Though Angelella was convinced by Marina's believable voice that Leader had been a mean girl in a previous life, Leader claims she was neither all nice nor all mean as a middle schooler. As an adult, however, both experiences felt real enough to her to write authentically in both girls' voices.
“I've felt all of those things keenly,” Leader said “I've felt the annoyance when things don't go my way, and I've felt the insecurity of being around people who feel entitled to run things their way and struggled to figure out what to do about it.
“Adults are much better able to cope with the slings and arrows of social interactions, but I think that many of us at times feel an insane desire for vengeance. Many of us sometimes feel like hiding in the corner. I don't feel like any of those mindsets were too much of a stretch.”
A graduate of the writing for children and young adults program at Vermont College of Fine Arts, Leader now teaches playwriting for middle and high schoolers via Actors Theatre of Louisville. Leader, whose first play was produced while she was still in high school, said writing novels for middle schoolers was a surprisingly natural switch.

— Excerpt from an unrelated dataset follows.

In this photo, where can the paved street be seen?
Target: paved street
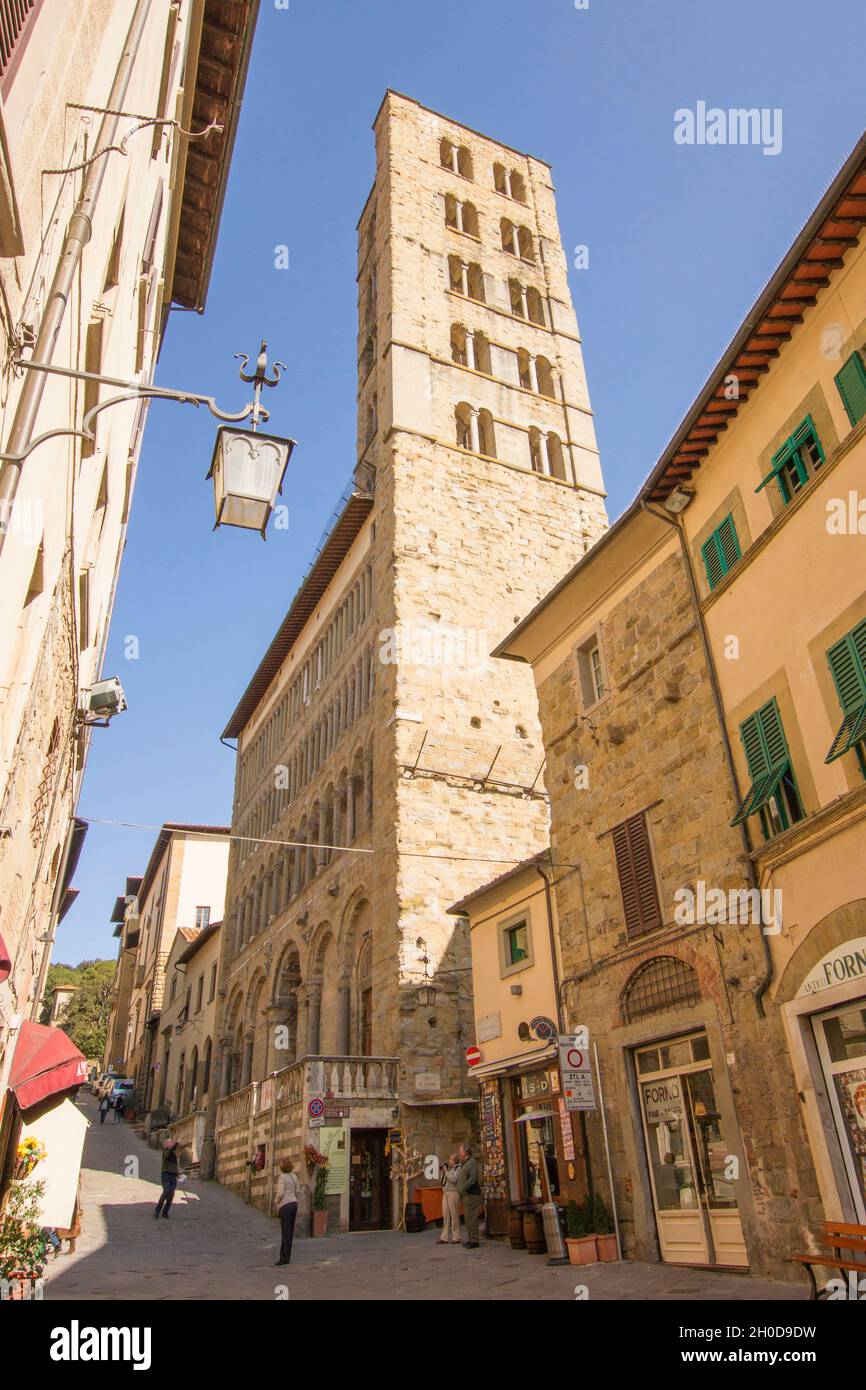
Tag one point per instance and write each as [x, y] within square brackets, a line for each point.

“The conversations are what drive it,” she said. “In novels for adult readers, there's more internal reflection and description. As a playwright, you're not doing so much of that. (Tween fiction) felt like a parallel art form, one in which the conversations are the action.”
Wait, no vampires?
The American Booksellers Association recently included “Nice and Mean” on its 2010 Children's IndieNext List of recommended books, which is distributed to independent booksellers across the nation. If you're out of braces, “Nice and Mean” might not make your summer reading list, but for the coveted tween set, books that focus more on the social lives of their peers than on historical fiction or family stories are increasingly relevant.

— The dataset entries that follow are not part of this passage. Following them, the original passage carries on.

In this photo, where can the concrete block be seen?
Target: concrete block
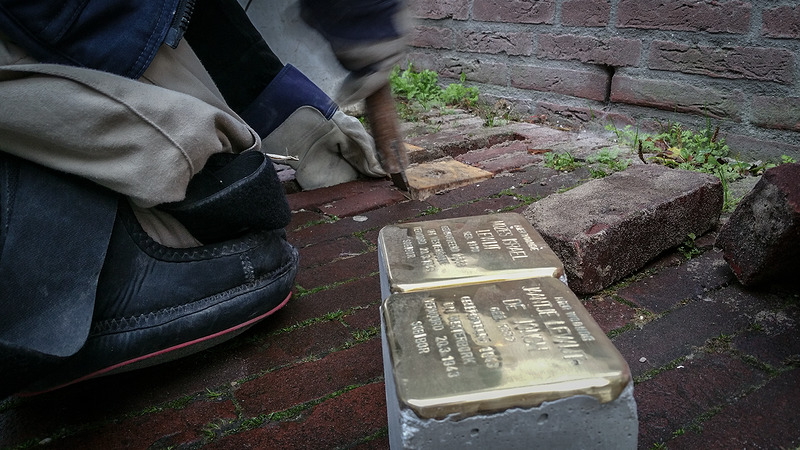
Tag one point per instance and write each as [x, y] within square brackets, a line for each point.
[512, 365]
[761, 241]
[606, 229]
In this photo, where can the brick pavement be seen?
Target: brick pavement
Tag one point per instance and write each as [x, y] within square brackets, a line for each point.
[716, 365]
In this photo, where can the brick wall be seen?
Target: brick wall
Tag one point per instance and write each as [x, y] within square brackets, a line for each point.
[630, 61]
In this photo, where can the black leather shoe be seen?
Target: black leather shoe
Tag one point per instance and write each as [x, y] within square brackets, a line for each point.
[232, 195]
[155, 303]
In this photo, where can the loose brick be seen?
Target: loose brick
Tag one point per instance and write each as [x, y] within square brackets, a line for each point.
[673, 398]
[781, 22]
[782, 113]
[590, 83]
[685, 15]
[752, 63]
[676, 96]
[439, 9]
[772, 410]
[761, 241]
[588, 49]
[432, 37]
[606, 229]
[510, 43]
[689, 281]
[585, 13]
[675, 335]
[519, 11]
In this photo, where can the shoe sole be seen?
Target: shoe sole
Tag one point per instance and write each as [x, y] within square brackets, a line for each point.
[168, 354]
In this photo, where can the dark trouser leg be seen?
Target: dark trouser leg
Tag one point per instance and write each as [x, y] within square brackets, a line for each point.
[232, 50]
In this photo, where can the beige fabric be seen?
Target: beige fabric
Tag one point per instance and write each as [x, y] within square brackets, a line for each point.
[144, 139]
[140, 139]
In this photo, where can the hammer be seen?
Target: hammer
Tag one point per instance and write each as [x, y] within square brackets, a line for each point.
[385, 126]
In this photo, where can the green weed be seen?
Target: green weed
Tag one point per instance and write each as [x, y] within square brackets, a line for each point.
[689, 249]
[563, 162]
[420, 91]
[605, 162]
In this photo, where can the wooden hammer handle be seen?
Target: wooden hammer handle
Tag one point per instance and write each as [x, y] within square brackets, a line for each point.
[386, 131]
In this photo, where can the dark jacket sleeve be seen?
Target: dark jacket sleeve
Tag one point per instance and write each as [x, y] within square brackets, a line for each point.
[117, 36]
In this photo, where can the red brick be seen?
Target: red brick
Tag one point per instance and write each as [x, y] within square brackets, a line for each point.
[676, 96]
[519, 11]
[329, 251]
[771, 410]
[782, 113]
[775, 342]
[170, 427]
[469, 194]
[609, 314]
[673, 285]
[439, 9]
[510, 43]
[589, 83]
[303, 218]
[338, 271]
[673, 398]
[685, 15]
[761, 241]
[339, 422]
[321, 199]
[582, 114]
[363, 292]
[676, 334]
[750, 148]
[781, 22]
[344, 227]
[752, 63]
[544, 181]
[300, 383]
[365, 318]
[611, 227]
[432, 37]
[275, 351]
[495, 151]
[509, 162]
[616, 52]
[474, 69]
[585, 13]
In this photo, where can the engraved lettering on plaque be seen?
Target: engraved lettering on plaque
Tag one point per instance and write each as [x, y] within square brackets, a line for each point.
[441, 253]
[489, 347]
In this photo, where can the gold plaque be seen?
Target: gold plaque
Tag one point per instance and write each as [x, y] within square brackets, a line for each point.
[483, 348]
[468, 250]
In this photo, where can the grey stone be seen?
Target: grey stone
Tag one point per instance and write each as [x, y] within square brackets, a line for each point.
[608, 228]
[761, 240]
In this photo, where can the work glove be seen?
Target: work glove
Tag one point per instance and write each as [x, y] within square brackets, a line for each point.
[368, 37]
[299, 123]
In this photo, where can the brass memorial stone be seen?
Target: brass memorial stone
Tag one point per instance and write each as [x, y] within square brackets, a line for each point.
[481, 348]
[467, 250]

“It's more a book about kids and their peers, not about their parents,” Leader said. “I don't think parents figure prominently or subtly in a tween's or a teenager's emotional landscape. On the peer level, they're constantly renegotiating things, forming new identities and learning new skills. They're not only thinking about their friends, they're thinking, what do people think about my friendships? Do they make me look good or bad? It's this bird's-eye view of the world, and they're seeing everyone in their class and their place in it.”
Leader pinpoints her readers as a little younger than the protagonists, with fourth-, fifth- and sixth-graders being the main audience.
With the explosion of titles like “Gossip Girl” and genre fiction like “Twilight” aimed at tweens, it seems almost quaint to come across new work that doesn't include an undead boyfriend or a suite at the Four Seasons. But when Leader started writing “Nice and Mean” in 2004, she didn't know what was on the horizon. Adding a werewolf sidekick might have put “Nice and Mean” on the cutting edge, but Leader wanted to stay true to her original vision.
“Following trends can backfire, and sometimes it shows,” she said.
Nor did she set out to change the world in which these girls would live. Even when the story is resolved, there's no evidence that Marina and Sachi will overcome their personal differences and social ranks to become best friends.
“I wasn't trying to make it a manual for girl empowerment,” Leader said. “I really wanted to write something that felt real. The characters aren't going to start integrating their lunch tables in the end. That just wouldn't happen.”